La primavera, tras los inevitables nueve meses de ausencia, ha llegado con sus mejores galas, vestida de azul y yerba. Se fue por San Juan, cuando las flores se convierten en frutos y las hogueras de la mágica noche elevan lenguas de fuego a la atmósfera; esa noche la estación de la luz emprende viaje por los senderos del aire, por entre los soleados trigales de la campiña, a cumplir su destierro.
Dormida en el sabor de los frutos estivales, oculta en las doradas hojas del otoño, aterida en las desnudas ramas del invierno, la primavera teje calladamente sus ropajes y empieza a salir de su letargo cuando enero se convierte en un cercano recuerdo: anuncia entonces su regreso desde la flor de los almendros, se asoma a la nueva vida en los brotes verdes de febrero y renace como un canto de luz en las aulagas de marzo, amarillas de sol y tierra.
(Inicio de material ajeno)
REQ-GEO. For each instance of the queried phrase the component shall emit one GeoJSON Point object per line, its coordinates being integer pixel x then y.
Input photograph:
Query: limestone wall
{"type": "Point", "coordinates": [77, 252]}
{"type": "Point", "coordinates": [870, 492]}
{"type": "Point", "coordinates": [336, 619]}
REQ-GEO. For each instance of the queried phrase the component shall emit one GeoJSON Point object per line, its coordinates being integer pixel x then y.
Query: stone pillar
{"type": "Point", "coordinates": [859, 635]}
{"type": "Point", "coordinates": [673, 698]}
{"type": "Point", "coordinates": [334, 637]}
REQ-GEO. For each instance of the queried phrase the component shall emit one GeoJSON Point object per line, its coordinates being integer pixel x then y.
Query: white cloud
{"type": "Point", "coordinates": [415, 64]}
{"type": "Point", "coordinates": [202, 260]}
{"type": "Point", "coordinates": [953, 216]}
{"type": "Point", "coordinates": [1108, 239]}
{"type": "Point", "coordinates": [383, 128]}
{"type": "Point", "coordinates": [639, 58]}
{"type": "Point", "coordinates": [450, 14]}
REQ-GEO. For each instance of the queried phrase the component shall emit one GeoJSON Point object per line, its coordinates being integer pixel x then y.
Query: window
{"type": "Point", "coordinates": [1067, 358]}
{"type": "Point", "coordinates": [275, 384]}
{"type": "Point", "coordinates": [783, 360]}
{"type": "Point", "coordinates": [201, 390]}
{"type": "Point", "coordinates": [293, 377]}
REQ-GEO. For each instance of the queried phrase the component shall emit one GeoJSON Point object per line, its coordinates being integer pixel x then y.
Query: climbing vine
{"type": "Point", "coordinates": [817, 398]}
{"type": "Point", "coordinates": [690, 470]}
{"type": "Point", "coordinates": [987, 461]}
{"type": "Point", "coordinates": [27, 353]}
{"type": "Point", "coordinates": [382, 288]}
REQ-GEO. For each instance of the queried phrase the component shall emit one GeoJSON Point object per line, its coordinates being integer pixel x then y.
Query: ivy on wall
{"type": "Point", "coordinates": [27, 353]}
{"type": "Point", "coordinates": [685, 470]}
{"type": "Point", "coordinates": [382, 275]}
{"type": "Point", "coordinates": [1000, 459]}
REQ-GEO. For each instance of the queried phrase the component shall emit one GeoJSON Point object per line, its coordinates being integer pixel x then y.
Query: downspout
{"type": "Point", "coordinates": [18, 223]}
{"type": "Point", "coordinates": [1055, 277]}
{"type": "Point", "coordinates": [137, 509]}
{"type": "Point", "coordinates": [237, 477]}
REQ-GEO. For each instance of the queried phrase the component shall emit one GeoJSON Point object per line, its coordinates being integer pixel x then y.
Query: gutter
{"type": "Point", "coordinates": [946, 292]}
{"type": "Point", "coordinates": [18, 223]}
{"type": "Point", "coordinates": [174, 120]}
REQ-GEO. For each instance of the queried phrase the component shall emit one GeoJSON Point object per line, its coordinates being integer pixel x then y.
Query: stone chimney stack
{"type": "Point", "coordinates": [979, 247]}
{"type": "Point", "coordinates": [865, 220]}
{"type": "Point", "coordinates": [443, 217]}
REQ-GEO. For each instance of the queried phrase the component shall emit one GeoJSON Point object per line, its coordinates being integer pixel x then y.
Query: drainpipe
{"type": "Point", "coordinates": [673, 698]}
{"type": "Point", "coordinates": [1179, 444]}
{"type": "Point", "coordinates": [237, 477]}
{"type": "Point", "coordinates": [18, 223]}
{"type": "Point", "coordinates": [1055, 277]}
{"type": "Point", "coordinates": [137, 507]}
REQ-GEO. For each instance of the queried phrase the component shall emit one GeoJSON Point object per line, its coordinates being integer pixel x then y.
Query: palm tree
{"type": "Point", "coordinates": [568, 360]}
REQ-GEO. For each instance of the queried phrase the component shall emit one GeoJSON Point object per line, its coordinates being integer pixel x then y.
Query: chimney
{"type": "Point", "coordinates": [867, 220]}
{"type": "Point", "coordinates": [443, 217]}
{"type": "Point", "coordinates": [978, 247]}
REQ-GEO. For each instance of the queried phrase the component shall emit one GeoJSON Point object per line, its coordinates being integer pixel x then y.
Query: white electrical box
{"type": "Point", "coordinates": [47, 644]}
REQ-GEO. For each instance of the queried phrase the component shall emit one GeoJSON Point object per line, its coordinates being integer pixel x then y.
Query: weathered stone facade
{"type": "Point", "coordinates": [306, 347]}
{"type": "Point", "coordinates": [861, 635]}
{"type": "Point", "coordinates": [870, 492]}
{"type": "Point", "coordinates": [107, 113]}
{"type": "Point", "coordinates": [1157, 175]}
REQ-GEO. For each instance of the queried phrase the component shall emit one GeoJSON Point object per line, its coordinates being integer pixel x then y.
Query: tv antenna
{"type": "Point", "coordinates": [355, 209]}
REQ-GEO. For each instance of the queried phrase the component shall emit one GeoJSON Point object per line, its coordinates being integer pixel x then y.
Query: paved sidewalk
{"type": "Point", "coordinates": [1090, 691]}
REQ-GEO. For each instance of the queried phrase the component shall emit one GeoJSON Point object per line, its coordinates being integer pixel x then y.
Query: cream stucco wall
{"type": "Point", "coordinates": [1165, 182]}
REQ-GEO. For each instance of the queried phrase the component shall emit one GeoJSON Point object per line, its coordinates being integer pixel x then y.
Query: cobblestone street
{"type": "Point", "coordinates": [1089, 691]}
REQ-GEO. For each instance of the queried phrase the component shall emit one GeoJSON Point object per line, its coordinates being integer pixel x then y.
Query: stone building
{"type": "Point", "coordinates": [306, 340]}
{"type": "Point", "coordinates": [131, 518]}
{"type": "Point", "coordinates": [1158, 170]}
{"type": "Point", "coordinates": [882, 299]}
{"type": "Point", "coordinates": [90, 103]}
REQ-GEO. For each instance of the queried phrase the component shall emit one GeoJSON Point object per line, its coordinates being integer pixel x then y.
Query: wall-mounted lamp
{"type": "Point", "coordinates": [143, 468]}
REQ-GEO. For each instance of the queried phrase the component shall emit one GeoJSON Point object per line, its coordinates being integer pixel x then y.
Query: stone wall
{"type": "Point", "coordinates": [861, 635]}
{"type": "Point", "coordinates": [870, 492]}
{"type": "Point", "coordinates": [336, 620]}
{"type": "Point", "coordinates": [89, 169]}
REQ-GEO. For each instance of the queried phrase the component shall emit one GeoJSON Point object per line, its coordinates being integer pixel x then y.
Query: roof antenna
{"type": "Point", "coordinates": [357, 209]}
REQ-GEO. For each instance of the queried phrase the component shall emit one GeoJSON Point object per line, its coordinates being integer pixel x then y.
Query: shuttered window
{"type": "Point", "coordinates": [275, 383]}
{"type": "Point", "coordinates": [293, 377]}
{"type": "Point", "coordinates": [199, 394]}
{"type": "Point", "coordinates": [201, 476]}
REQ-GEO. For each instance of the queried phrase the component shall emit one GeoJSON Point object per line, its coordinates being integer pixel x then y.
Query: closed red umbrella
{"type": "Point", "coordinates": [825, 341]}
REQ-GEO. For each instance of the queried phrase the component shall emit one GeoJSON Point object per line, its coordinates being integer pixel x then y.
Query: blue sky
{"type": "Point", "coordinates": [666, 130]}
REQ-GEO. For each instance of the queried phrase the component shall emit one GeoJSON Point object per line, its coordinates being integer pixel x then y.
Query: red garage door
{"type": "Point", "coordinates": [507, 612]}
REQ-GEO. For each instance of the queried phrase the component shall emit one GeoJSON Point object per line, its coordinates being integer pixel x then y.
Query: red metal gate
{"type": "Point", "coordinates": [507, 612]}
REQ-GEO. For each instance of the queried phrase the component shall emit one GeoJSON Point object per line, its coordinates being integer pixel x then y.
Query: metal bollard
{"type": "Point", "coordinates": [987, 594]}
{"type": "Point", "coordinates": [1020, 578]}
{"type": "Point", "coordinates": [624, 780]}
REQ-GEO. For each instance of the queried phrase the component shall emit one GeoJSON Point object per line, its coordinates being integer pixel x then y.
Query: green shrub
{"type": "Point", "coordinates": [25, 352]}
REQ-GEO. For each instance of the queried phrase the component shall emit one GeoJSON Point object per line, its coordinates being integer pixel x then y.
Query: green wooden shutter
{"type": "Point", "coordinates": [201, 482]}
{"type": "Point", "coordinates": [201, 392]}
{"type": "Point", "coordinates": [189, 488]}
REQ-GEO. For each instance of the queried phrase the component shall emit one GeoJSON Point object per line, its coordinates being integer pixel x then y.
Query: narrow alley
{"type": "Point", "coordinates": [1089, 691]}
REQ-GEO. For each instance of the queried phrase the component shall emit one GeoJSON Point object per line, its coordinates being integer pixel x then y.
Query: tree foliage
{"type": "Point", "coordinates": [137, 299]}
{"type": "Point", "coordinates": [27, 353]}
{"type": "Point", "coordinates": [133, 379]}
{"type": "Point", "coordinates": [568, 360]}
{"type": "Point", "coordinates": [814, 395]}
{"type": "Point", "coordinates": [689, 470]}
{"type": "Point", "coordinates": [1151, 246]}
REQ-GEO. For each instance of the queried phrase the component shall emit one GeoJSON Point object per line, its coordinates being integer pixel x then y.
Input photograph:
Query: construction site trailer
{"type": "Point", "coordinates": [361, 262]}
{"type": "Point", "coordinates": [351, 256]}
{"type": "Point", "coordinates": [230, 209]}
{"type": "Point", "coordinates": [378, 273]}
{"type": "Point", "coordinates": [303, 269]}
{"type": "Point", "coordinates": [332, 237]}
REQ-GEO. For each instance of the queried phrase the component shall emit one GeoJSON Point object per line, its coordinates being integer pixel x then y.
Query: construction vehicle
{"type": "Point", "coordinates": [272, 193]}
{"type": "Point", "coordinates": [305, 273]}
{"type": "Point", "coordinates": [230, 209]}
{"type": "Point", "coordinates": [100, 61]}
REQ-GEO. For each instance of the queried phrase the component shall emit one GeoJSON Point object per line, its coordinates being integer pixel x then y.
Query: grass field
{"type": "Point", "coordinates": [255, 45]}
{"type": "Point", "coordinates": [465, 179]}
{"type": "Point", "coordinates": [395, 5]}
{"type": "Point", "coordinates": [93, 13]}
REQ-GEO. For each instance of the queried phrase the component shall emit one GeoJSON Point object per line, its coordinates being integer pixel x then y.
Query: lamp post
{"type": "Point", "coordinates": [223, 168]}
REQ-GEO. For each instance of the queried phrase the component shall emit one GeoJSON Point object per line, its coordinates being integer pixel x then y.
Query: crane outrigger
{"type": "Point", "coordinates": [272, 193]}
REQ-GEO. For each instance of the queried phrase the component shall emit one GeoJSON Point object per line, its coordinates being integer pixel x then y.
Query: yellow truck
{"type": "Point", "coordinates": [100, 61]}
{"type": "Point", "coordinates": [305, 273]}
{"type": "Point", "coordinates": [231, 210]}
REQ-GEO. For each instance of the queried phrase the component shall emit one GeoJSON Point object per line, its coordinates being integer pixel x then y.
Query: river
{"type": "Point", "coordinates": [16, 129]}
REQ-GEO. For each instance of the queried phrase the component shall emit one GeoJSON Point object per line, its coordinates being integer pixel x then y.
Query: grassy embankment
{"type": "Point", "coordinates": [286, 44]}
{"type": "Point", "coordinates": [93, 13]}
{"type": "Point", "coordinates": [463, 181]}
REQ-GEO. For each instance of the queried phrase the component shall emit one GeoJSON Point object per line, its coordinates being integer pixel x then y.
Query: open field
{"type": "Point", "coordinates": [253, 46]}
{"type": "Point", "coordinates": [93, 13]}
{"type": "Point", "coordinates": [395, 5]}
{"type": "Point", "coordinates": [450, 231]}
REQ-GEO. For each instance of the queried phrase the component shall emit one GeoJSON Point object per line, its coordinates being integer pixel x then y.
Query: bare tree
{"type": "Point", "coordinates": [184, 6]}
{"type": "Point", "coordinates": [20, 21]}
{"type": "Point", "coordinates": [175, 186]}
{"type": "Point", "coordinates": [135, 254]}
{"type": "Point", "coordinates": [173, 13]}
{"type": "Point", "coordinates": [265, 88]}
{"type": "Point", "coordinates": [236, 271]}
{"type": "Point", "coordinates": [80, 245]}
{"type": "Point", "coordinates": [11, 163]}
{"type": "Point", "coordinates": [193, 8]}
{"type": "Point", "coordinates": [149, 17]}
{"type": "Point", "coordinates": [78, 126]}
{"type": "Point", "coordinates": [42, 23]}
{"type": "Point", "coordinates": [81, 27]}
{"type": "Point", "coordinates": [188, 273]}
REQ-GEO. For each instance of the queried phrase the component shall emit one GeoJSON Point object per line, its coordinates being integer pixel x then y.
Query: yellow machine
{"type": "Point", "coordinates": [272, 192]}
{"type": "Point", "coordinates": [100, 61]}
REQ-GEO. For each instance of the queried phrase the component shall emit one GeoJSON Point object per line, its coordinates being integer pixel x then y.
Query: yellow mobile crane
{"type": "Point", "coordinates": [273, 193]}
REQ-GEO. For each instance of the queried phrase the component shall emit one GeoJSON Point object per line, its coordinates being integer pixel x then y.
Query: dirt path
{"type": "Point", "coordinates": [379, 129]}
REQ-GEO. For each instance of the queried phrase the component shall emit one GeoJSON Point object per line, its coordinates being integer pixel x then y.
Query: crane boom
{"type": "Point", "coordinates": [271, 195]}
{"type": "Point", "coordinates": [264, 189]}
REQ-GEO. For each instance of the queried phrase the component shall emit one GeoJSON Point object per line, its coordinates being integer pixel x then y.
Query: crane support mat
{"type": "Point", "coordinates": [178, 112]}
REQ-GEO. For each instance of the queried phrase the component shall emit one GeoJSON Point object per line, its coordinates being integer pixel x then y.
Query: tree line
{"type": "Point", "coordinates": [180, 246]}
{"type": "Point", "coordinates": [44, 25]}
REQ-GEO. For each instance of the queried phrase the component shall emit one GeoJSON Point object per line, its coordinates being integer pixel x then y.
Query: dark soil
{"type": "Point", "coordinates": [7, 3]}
La aulaga o genista es un arbusto espinoso que florece espectacularmente en este tiempo. Vive en climas mediterráneos. Hay quien afirma que la corona que a Jesucristo le colocaron para mofarse de él y para herirle la hicieron con ramas de esta planta. Fue utilizada antiguamente para teñir paños. Y cuentan los aficionados a la medicina natural que sus flores suben la presión arterial, estimulan la excreción de orina y regulan el ritmo cardíaco. No sé si realmente tiene esos poderes curativos, pero sí que sus colores alegran los ojos, las veredas y el paisaje.